Stimulus control: Make sure bed is only for sleeping. Identify habits that prevent you from sleeping such as working or watching TV. Avoid doing these activities in bed and just keep it as a place for sleep and relaxation.
Improve your sleep environment: Treat your bedroom as a sanctuary. Your bedroom is so important to helping create an ideal sleeping environment. It should be dark, quiet and comfortable. If not, invest in some block out blinds and ear plugs!
Get more physical. Get up and get active every day. Exercise relieves stress and anxiety and improves sleep, so make time for regular exercise. Aim for 30 minutes or more on most days—but not too close to bedtime.

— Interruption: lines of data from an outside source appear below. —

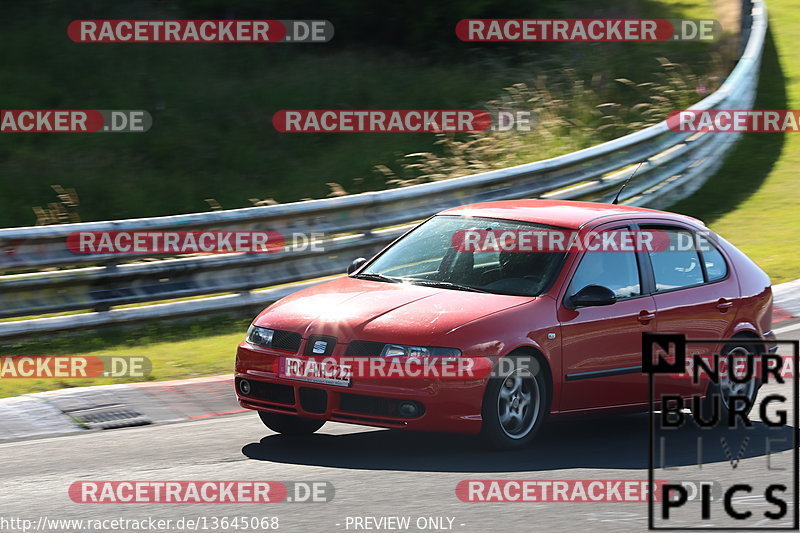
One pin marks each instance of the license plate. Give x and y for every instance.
(327, 372)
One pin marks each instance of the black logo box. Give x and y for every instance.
(664, 340)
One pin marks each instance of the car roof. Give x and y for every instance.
(562, 213)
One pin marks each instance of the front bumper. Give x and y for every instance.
(446, 405)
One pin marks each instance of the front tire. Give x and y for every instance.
(515, 403)
(290, 425)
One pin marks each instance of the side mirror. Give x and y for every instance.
(355, 265)
(593, 296)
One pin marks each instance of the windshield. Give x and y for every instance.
(427, 256)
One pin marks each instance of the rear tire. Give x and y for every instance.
(515, 404)
(721, 393)
(290, 425)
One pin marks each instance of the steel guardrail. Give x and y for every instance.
(357, 225)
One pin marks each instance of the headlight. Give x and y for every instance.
(400, 350)
(260, 336)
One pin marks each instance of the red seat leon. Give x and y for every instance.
(488, 318)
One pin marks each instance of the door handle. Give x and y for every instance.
(724, 304)
(646, 316)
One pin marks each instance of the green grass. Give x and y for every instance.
(752, 200)
(212, 106)
(179, 167)
(176, 351)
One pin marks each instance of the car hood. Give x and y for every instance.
(349, 309)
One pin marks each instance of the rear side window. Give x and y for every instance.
(678, 265)
(617, 271)
(716, 268)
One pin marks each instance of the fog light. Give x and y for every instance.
(408, 409)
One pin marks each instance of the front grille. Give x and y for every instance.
(273, 392)
(313, 400)
(365, 348)
(320, 345)
(286, 340)
(376, 406)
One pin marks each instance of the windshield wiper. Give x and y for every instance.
(376, 277)
(445, 285)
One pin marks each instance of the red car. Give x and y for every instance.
(550, 330)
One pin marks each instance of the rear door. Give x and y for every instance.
(602, 345)
(694, 290)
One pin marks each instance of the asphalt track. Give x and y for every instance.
(380, 473)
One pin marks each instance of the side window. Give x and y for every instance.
(678, 265)
(617, 271)
(716, 268)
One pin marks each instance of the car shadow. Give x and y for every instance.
(618, 442)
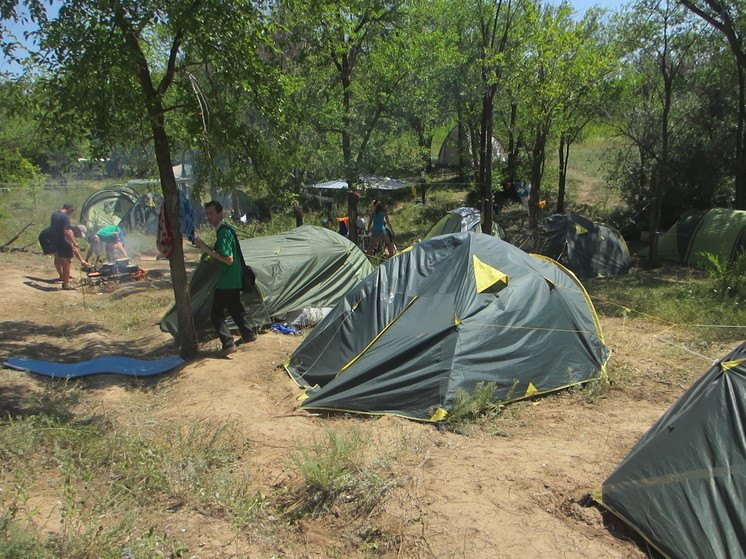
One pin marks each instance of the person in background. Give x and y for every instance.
(112, 238)
(230, 280)
(63, 236)
(379, 221)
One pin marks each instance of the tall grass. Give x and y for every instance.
(105, 476)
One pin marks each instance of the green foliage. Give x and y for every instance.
(336, 471)
(729, 278)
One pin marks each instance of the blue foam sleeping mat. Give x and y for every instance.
(115, 365)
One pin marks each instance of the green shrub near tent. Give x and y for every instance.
(587, 248)
(683, 485)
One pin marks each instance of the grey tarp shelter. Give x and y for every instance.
(143, 215)
(587, 248)
(305, 267)
(107, 206)
(720, 231)
(683, 485)
(461, 220)
(451, 312)
(370, 182)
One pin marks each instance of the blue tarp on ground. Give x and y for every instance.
(115, 365)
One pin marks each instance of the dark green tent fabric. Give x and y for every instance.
(107, 206)
(461, 220)
(453, 311)
(720, 231)
(305, 267)
(683, 485)
(587, 248)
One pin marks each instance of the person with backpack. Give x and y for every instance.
(61, 237)
(112, 238)
(380, 229)
(230, 280)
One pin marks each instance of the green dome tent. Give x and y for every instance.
(461, 220)
(453, 311)
(305, 267)
(720, 231)
(587, 248)
(683, 485)
(107, 206)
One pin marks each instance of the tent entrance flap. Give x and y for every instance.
(486, 276)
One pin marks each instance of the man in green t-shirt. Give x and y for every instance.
(230, 280)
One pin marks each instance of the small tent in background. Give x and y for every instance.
(305, 267)
(107, 206)
(143, 215)
(683, 485)
(719, 231)
(462, 220)
(453, 311)
(367, 182)
(586, 248)
(238, 206)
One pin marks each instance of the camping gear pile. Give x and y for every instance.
(461, 220)
(682, 486)
(117, 272)
(589, 249)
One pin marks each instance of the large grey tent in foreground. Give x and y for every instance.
(587, 248)
(683, 485)
(719, 231)
(452, 312)
(305, 267)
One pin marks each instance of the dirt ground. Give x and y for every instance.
(509, 495)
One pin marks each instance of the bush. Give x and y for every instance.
(729, 278)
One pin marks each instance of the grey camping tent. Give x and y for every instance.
(683, 485)
(451, 312)
(305, 267)
(587, 248)
(720, 231)
(461, 220)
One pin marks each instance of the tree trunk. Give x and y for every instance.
(461, 142)
(351, 175)
(187, 339)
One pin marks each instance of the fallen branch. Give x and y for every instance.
(10, 242)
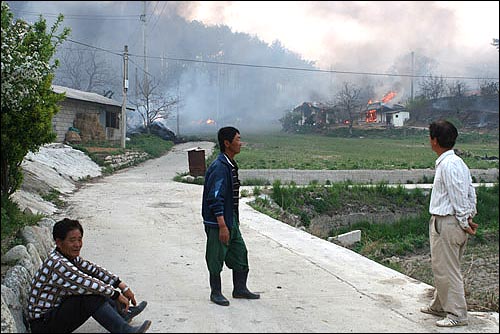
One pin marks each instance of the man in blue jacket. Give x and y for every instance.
(220, 217)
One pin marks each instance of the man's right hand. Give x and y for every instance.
(224, 234)
(472, 227)
(124, 301)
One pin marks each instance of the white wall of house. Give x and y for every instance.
(398, 118)
(69, 108)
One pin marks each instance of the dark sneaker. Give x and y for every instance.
(219, 299)
(134, 311)
(144, 327)
(428, 310)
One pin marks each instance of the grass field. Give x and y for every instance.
(366, 150)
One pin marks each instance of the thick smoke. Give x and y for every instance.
(379, 38)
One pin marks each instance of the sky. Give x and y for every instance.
(347, 35)
(328, 31)
(350, 36)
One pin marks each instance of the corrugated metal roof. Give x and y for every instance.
(86, 96)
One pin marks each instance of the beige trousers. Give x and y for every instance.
(448, 241)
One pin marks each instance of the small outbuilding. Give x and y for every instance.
(85, 116)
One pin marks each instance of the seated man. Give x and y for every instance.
(67, 290)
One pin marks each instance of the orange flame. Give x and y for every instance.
(371, 116)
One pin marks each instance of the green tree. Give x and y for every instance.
(28, 102)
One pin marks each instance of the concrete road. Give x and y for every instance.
(147, 228)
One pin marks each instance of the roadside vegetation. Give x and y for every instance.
(367, 149)
(13, 219)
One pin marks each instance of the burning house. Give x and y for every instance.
(383, 112)
(314, 113)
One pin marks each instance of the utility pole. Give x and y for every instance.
(124, 102)
(412, 68)
(177, 108)
(144, 39)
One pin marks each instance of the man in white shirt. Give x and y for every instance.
(452, 206)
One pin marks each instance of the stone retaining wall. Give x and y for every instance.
(23, 260)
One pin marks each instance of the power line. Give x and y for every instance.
(80, 16)
(312, 70)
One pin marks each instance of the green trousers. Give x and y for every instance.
(234, 254)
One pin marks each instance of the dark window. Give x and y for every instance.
(112, 120)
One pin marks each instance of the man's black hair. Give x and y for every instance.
(227, 133)
(445, 132)
(64, 226)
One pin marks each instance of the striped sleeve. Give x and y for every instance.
(96, 271)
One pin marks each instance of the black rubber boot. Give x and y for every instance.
(240, 286)
(216, 295)
(109, 318)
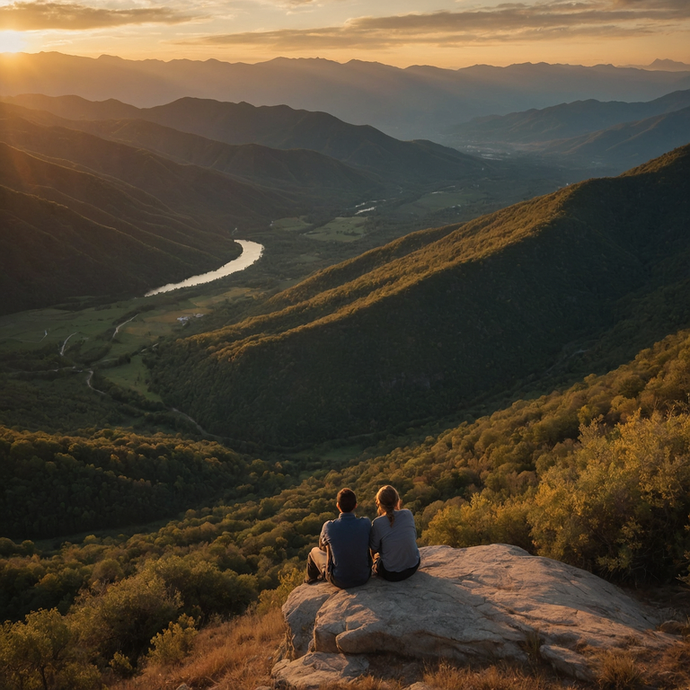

Relaxation training: When practiced regularly, relaxation techniques such as mindfulness meditation, progressive muscle relaxation, yoga and breathing exercises can help you relax at night, relieving tension and anxiety and preparing you for sleep.
Salt therapy of course: Salt therapy can have a natural relaxing effect on the body and help stimulate sleep. Many of our clients report a great night’s sleep on the night of their salt therapy. The pharmaceutical-grade salt pumping through the air may help open up the airways and nasal passages. As you sit and breathe in the salt during your sessions, the sinuses and lungs can be relieved of congestion which can improving breathing and snoring. In short: regular salt therapy promotes a better night’s sleep, from de-stressing to breathing more deeply and freely.